In Richmond, Va., the Greater Richmond Transit Company operates a thriving bus agency that has exceeded prepandemic ridership, introduced on-demand ride services and rehired and expanded its work force of bus drivers after facing large losses in its staff.

Richmond started providing free fare during the pandemic, an initiative that has continued with support from a state grant program. Henry Bendon, a spokesman for Richmond’s transit agency, said there was not an equitable way to charge fares in a city where 71 percent of bus riders come from households that make less than $40,000 a year.

“We carry Richmond’s essential workers,” he said from the city’s new downtown transfer center, where bus stops are outfitted with charging ports, Wi-Fi and real-time information screens to track buses. This transfer station, which opened in September, is temporary, but the agency is looking to build a permanent location that would also include shopping and affordable housing.

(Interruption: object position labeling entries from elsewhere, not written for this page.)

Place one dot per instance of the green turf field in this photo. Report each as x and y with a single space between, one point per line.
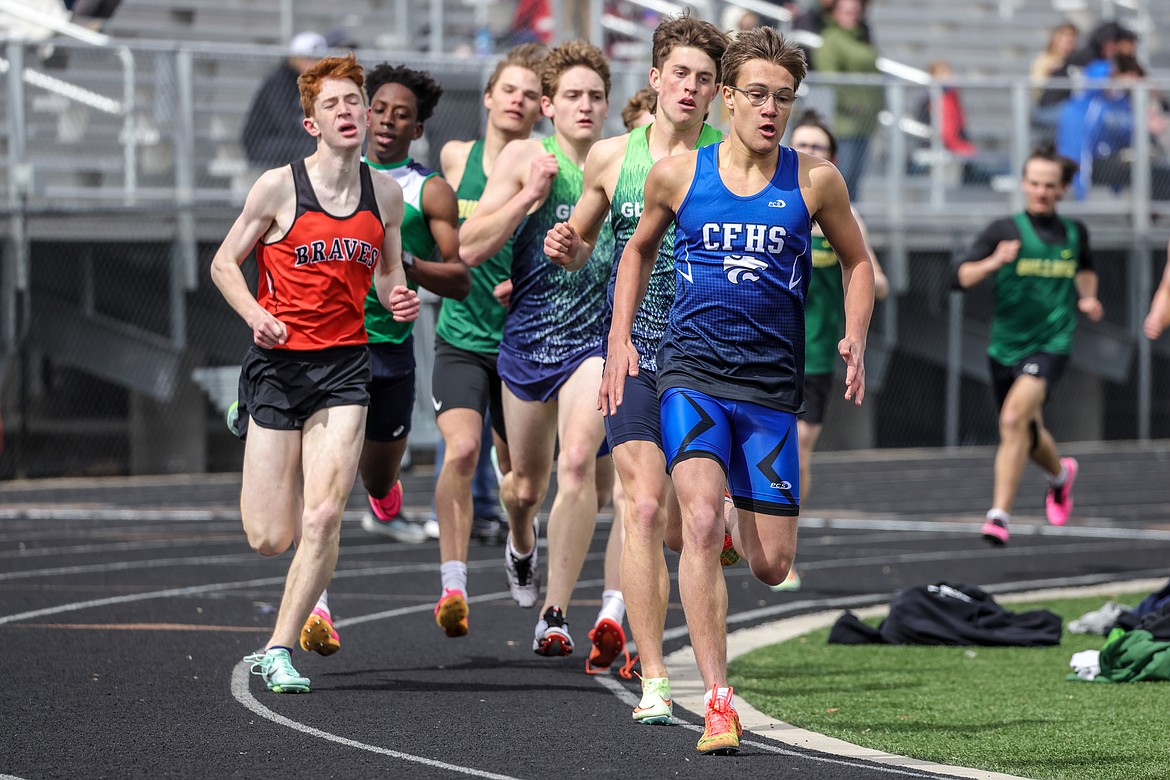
1003 709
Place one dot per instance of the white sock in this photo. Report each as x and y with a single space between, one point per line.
722 691
454 575
613 606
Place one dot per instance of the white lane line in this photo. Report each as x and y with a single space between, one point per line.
688 688
225 558
631 699
195 589
948 526
240 675
97 549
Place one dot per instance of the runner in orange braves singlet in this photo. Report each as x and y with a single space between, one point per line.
322 228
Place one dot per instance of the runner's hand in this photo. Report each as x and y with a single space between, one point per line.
562 242
404 304
268 332
621 363
854 370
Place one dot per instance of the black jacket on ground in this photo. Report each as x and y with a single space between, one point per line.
952 615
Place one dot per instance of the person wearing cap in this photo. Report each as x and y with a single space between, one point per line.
273 133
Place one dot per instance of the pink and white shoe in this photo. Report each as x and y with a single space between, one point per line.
1058 504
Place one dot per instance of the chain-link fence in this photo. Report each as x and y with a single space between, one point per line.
123 168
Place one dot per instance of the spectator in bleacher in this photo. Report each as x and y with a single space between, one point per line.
94 13
639 109
274 130
813 20
1098 130
737 18
978 167
1107 40
847 50
1048 64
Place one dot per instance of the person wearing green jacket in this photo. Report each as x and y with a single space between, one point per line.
847 50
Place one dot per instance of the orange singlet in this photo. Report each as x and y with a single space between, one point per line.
315 278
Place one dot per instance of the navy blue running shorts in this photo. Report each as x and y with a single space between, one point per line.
467 380
756 447
539 381
638 418
1045 365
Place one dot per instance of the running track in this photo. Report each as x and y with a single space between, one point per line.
125 606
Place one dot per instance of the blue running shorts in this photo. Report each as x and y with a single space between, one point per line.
756 446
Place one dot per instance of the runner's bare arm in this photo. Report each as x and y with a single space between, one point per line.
269 206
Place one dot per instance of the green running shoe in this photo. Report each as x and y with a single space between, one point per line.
656 706
276 668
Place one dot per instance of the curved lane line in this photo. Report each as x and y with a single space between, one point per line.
241 692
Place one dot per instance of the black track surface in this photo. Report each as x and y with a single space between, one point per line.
125 606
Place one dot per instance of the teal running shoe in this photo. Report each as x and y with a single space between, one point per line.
656 706
276 668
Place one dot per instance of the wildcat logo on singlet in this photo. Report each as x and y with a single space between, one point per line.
352 250
744 237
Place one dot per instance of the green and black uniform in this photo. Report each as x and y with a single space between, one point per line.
468 331
1036 295
824 326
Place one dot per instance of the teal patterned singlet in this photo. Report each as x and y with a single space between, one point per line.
556 315
625 209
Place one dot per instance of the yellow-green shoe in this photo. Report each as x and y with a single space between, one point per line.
656 706
722 730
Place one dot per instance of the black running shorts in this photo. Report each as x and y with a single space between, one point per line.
282 388
391 391
467 380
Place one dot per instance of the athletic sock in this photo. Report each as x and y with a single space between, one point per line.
454 575
613 606
721 691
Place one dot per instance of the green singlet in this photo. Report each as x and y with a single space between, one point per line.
824 309
1036 296
476 323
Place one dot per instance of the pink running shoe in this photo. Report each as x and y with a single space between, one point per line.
1058 504
995 532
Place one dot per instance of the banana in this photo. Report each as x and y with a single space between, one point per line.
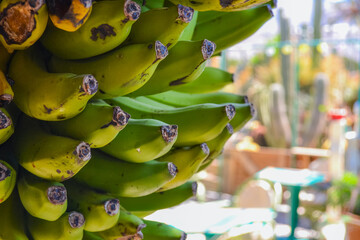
69 226
100 211
6 125
97 125
7 180
69 15
22 22
161 231
120 71
196 123
163 24
12 222
42 198
187 161
48 96
6 92
107 27
127 227
220 5
160 200
231 28
120 178
180 99
157 138
185 63
211 80
48 156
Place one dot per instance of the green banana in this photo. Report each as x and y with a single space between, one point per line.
211 80
220 5
108 26
160 231
42 198
163 24
69 226
197 123
160 200
22 23
229 29
187 161
7 180
48 96
185 63
180 99
6 125
127 227
12 222
157 138
48 156
100 210
120 71
120 178
97 125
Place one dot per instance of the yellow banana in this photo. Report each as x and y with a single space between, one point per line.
48 96
69 15
22 22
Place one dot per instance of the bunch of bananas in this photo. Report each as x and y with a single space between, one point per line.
108 109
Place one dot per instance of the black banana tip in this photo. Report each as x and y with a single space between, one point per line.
230 111
76 219
185 14
132 10
90 85
112 207
4 172
208 49
120 118
5 121
169 132
83 151
57 195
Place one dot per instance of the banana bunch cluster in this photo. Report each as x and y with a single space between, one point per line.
108 109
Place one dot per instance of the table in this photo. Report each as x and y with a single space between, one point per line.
294 180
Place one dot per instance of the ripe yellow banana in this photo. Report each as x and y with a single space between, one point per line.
120 71
48 156
42 198
107 27
69 15
22 22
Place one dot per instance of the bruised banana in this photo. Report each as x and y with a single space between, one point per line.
120 178
48 96
231 28
22 22
187 161
12 221
70 226
160 200
185 63
163 24
69 15
48 156
211 80
107 27
100 211
197 123
220 5
42 198
7 181
161 231
157 138
117 75
97 125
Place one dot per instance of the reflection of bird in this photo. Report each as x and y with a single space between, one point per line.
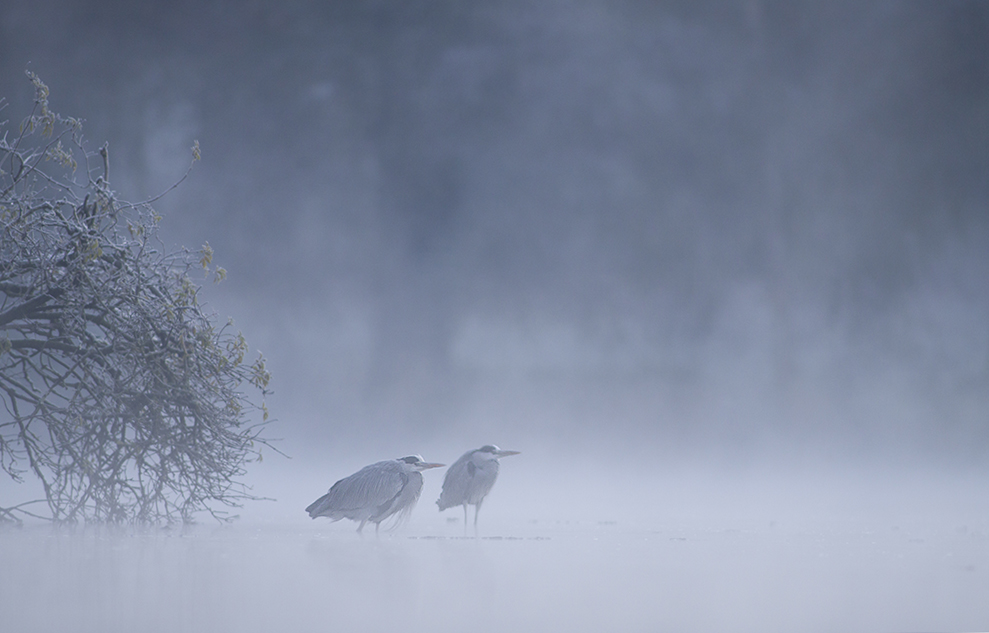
374 493
470 479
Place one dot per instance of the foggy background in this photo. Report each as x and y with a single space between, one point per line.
723 234
719 270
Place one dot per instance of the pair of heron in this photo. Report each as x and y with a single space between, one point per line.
392 487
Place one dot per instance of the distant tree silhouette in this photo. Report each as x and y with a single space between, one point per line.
118 393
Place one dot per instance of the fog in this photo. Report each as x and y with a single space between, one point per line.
719 271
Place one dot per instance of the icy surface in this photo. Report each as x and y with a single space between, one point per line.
733 555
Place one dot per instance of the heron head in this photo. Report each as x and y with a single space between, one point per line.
416 463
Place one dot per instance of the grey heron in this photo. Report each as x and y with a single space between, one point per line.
374 493
470 479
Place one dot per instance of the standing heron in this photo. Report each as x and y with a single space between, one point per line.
374 493
470 479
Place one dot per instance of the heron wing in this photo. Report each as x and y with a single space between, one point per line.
457 482
361 495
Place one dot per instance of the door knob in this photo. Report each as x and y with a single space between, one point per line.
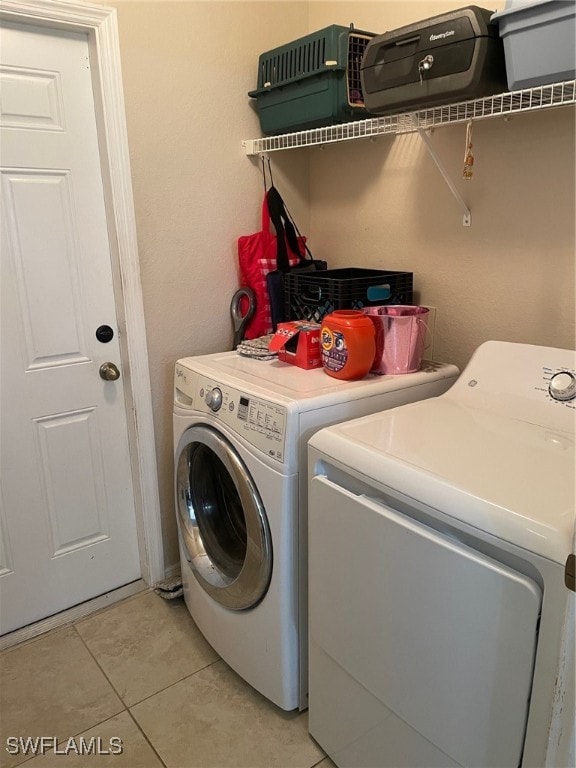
109 372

A number of other transit agencies have also shown clear signs of progress. Seven large transit systems — including the transit authority in Worcester, Mass.; CT Transit in Stamford and New Haven, Conn.; and Sun Tran in Tucson, Ariz. — have exceeded ridership levels from 2019, and places like Richmond embody the possibilities of well-funded models.

Ms. Rennert, the senior research associate at the Urban Institute, said advocates for better transit are continuing to put pressure on Congress to “meet what is very obviously the demonstrated need.”

She added, “This issue is not something that transit agencies can solve by themselves.”

Ana Ley and Patrick McGeehan contributed reporting for this story.